How to support pairing
This post is about how delivery managers (and product managers) can encourage and supporting pairing. It has come up a few times in discussions I’ve had about good practice on delivery teams, and there still seems to be reluctance to champion it, or even embrace it. Sometimes this comes from the delivery manager themselves, but more often from a general feeling that their organisation won't accept it. I’ve had on one occasion a delivery manager tell me that pairing is something that can’t be done in government. With a better understanding of how to support pairing, delivery managers might feel more confident in advocating for their team. At the end of the day advocating for best practice and working to ensure teams have the space and support to do this is what our jobs as delivery managers are about.
Put simply, pairing is about two (or more!) developers working together on the same piece of code at the same time. It can take several forms, but often one will write the code whilst the other reviews what they are writing as they write it. They should regularly switch who is taking which role.
Two developers pairing
There are several benefits to pairing in software development. You increase code quality due to the extra pair of eyes, and because you put in more thought if you are having to explain what you are doing as you go along. Pairing can also help on teams where you are getting people up to speed with a code base. It can also help reduce the “bus factor” problem, where either entire codebases or specific bits of functionality are only understood by one developer, leading to major issues when they leave your team.
As well as the benefits to the code you are delivering, there are benefits to your team. Pairing helps developers learn and share techniques, as people won’t all have the same approach to tackling problems. Considering and discussing several approaches rather than jumping straight in with the first approach can also improve quality. Pairing can also help strengthen teams, particularly if people tend to work independently.
As a delivery manager there are several things you can be doing to encourage and support pairing on your team. The first is to actively discuss it with your team, and make it clear that it is something that you support. This is particularly important if you are working in an environment where people feel high pressure to churn through work. In this case they may not feel comfortable instigating pairing themselves.
Lowering work in progress limits can also help, if supported by a message that you expect the lower limit to be achieved by people pairing. It can encourage a discussion each stand up where developers who can’t pick up a new card due to the work in progress limit can ask who is open to pairing.
Once pairing is common on your teams, there are several things you can encourage. Keep an eye on whether people are varying who they pair with, to keep the benefit of exposure to different ways of working. If there is a big variation in seniority, make sure the more senior developer isn’t always taking the lead, and that the less senior developer feels supported.
For all its benefits, pairing is very tiring for many people. Don’t get over enthusiastic about encouraging it all the time, as people do need a break. At the end of the day, you are there to support and encourage, but not control the process – provide what the developers need to organise themselves. Check in regularly about how it is going, and revisit it in retrospectives.
There are also practical ways to support pairing. If you don’t have the space at your workstations, and dual monitors, that is going to make pairing much harder. Some people have an extra set of keyboards and mice, make this possible if it is what your developers are asking for. If your team is remote, there are options around for remote pairing – my team have used the tools in VS code, which seem to work pretty well for them.
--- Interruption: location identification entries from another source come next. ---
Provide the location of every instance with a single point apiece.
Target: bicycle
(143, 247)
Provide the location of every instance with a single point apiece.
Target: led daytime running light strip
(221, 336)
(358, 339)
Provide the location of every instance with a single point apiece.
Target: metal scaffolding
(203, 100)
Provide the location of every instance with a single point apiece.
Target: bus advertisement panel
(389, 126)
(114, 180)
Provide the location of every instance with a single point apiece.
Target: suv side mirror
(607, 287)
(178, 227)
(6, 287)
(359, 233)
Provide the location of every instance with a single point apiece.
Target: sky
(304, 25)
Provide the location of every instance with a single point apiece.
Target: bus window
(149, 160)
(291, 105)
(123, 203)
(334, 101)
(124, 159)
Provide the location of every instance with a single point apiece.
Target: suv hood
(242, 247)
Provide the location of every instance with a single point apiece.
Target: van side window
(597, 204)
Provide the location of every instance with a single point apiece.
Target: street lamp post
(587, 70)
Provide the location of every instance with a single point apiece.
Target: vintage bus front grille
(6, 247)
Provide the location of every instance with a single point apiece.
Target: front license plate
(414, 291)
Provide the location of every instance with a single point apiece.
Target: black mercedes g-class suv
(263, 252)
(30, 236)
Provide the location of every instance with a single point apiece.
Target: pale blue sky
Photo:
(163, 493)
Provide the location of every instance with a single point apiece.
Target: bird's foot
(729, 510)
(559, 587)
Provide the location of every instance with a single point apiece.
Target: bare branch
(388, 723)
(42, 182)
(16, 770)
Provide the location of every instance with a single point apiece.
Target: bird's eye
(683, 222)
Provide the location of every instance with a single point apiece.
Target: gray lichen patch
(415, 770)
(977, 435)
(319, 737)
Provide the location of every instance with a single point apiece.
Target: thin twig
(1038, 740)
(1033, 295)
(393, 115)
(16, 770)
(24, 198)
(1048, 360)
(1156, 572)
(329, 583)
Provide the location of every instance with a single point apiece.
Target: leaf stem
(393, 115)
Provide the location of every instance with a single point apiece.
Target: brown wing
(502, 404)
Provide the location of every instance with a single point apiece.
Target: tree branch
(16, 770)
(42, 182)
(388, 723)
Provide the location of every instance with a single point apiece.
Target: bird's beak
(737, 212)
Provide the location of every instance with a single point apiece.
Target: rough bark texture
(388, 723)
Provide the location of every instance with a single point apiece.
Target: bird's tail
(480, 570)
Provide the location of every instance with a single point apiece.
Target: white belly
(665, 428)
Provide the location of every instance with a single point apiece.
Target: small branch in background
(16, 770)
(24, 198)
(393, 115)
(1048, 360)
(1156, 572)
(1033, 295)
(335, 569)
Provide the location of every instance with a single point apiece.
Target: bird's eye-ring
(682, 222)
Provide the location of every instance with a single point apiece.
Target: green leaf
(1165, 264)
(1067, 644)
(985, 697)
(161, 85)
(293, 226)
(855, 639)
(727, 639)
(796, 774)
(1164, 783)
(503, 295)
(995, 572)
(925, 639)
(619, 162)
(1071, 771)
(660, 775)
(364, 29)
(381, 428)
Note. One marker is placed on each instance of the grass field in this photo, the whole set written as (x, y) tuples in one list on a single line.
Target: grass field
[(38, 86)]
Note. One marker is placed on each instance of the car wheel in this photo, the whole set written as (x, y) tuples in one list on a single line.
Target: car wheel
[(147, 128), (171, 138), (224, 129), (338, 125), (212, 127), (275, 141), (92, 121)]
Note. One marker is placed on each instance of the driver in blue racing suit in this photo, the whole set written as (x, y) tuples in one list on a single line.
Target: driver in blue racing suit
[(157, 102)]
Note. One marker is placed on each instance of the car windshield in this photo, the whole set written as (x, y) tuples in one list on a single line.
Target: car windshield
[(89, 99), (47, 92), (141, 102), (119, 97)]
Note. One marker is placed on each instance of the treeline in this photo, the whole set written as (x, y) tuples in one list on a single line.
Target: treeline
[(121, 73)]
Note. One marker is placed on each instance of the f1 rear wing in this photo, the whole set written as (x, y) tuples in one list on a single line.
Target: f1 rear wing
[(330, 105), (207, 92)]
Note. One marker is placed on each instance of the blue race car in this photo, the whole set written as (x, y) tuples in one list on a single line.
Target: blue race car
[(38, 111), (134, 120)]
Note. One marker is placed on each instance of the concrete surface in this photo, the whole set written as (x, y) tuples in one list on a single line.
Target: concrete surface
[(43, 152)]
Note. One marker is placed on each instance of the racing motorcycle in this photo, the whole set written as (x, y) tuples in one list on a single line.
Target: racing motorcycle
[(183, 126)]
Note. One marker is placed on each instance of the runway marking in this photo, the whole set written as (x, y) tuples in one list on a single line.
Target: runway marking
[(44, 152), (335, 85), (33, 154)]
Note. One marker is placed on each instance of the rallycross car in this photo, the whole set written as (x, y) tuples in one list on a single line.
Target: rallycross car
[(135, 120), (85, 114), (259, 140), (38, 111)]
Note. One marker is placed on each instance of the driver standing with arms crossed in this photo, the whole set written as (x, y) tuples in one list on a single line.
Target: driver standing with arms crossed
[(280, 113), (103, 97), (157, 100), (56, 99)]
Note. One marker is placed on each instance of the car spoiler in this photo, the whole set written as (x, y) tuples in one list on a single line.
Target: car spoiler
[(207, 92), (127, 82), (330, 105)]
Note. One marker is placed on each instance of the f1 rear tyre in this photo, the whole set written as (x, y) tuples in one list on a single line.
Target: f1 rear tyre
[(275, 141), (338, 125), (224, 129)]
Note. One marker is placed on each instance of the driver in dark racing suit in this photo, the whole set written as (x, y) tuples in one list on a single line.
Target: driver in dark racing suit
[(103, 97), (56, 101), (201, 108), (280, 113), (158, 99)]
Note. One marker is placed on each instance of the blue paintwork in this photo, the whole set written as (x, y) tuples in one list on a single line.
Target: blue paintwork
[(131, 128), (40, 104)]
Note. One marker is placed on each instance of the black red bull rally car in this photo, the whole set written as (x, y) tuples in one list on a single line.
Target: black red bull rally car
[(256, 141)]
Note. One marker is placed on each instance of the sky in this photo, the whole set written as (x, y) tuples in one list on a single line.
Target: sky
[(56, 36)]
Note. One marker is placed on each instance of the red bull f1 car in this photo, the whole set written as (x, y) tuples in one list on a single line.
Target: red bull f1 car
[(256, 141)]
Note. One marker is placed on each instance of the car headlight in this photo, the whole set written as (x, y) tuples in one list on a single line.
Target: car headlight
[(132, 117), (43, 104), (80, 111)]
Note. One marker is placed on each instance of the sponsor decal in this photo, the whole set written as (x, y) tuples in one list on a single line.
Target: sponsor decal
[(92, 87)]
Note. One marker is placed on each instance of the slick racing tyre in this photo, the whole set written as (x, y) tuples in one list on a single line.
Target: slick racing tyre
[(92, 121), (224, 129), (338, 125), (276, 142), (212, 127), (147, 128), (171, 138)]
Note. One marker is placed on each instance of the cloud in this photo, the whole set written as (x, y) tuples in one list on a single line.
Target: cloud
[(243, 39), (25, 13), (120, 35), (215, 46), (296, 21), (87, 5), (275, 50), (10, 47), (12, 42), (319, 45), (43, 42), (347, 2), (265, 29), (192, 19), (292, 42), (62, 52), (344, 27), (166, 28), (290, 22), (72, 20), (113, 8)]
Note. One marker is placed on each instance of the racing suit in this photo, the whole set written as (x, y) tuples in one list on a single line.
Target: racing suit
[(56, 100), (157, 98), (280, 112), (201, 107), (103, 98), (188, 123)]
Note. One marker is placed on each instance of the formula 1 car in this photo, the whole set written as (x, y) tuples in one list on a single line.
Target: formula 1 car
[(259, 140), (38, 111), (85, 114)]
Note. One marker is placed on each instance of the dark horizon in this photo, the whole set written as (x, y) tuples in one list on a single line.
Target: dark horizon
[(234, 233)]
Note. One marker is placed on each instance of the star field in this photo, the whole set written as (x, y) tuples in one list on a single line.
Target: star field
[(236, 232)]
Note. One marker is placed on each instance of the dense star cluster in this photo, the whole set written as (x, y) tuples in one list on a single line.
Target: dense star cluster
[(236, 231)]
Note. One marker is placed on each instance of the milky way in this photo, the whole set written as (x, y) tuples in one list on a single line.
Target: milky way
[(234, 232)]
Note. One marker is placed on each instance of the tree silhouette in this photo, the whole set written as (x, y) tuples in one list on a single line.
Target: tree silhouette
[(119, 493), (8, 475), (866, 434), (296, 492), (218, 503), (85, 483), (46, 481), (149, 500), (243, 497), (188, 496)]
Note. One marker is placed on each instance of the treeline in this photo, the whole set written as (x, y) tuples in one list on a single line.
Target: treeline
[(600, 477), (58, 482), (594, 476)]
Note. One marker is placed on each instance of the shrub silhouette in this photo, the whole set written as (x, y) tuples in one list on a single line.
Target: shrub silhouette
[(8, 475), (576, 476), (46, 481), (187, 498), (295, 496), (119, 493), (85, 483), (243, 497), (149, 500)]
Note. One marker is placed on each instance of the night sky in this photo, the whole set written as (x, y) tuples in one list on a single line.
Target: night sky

Another blocker to pairing can be organisational metrics. If you track time people are working on things, if only one person is attributed to a card, or if you track commits, and these metrics have an impact on people, they will be discouraged from doing anything that might impact these. The obvious answer here is that you absolutely should not be using metrics like these. This is probably another blog post, but metrics like these are being used push back against them.
Finally, once your team is pairing, keep expanding it! Mobbing can be a way for the entire team to tackle a tricky problem. Start encouraging pairing between different disciplines, not just developers. We have had some really good success pairing developers with user researchers particularly with accessibility research, with designers to better understand what is possible, and with testers on improving automation.